The news is not good in general for the economy, and even worse for the south Chicagoland area when Walgreens drops plans from building in an economic powerhouse like Tinley Park.
The proposed construction site at 171st Street and 84th Avenue is certainly busy enough to sustain a pharmacy and convenience store. According to the Sun-Times, however, the proposed 14,000-sqare-foot Walgreens and an adjacent 6,000-square-foot retail center will not be built.
The developer just pulled the plug, leaving LeMonnier and his neighbors stuck with a mess.
Orland Park-based Gemini Cos. announced last week during a village court hearing on several ordinance violations that it had sold the site of the planned Walgreens store, Trustee Tom Staunton said Tuesday night.
Not even the village knows who the new landowner is. Gemini didn’t tell the judge, Staunton said.
Mayor Ed Zabrocki and other village officials are understandably upset at the decision of the developer to abandon the site:
Several trustees and Mayor Ed Zabrocki first heard the news at a Tuesday night village board committee meeting.
“(Gemini has) put the government and residents through this for three years,” an angry Trustee Greg Hannon said.
If Walgreens isn’t built, Tinley Park will level the site and go after Gemini for any money it owes the village, officials said.
“If necessary, we could lien the property for any work the village does,” Zabrocki said.
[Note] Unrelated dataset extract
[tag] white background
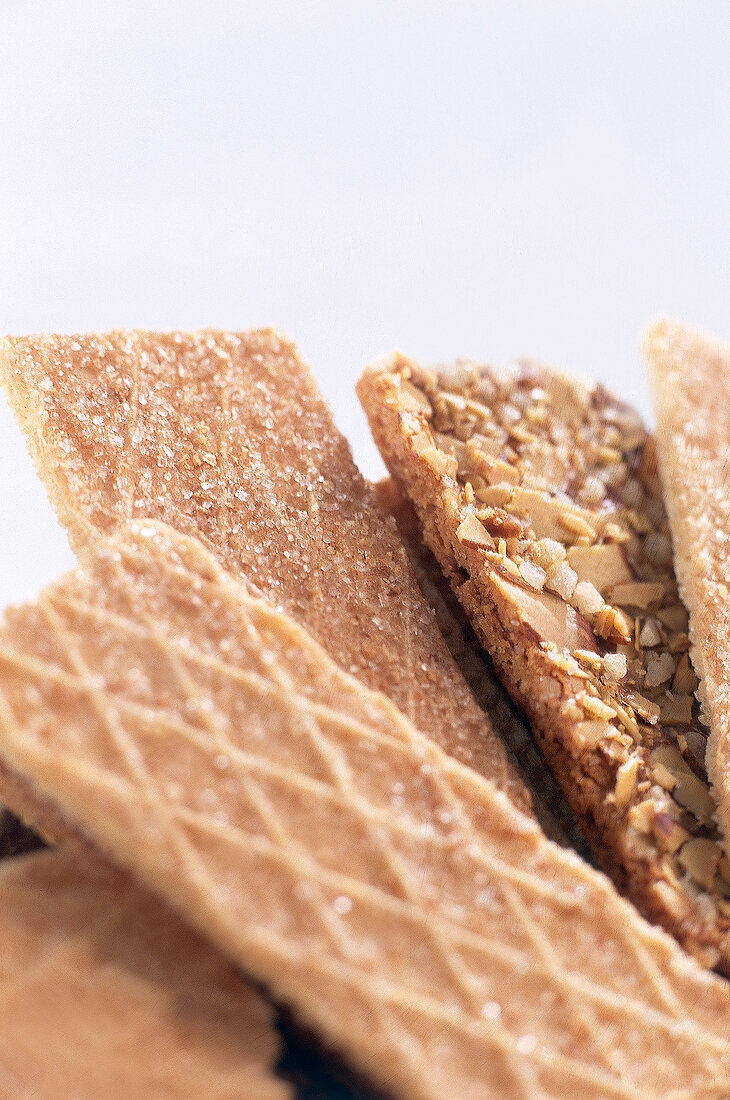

It sounds like the village board overshot on this one, and Tinley Park residents must be furious with village officials on this one. According to the Sun-Times, the village demolished seven homes for this failed project, twice rejecting recommendations from its own plan commission:
Two years ago, the village plan commission rejected the development because it thought it would set a dangerous precedent to tear down homes for a business project. Seven homes in Plum Court were demolished to make way for the drugstore chain.
But village trustees overrode the commission, approving the Walgreens and the retail center with several stipulations, including that the strip mall could not house a tavern or frozen-food locker, among other types of stores.
But Gemini did not proceed on the project within the required time period and had to go back before the plan commission, which again rejected the development. Again, the village board rejected the commission’s recommendation and approved the project in June.
Frankly, I hope Walgreens and other developers realize there is more economic potential further south. I don’t feel sorry for Tinley Park, which is already overbuilt. Zaborcki and his board got greedy, over-controlling and, frankly, a bit sloppy. They rejected twice the wisdom of their own plan commission to force a project that was doomed to fail.
Developers and retailers would be wise to look to Park Forest and surrounding areas for future projects. The area there is ripe with untapped potential, the residents hungry for local businesses.
The sleeping economic giant of the Chicagoland area lies south of I-80. The business community ignores that at its own peril.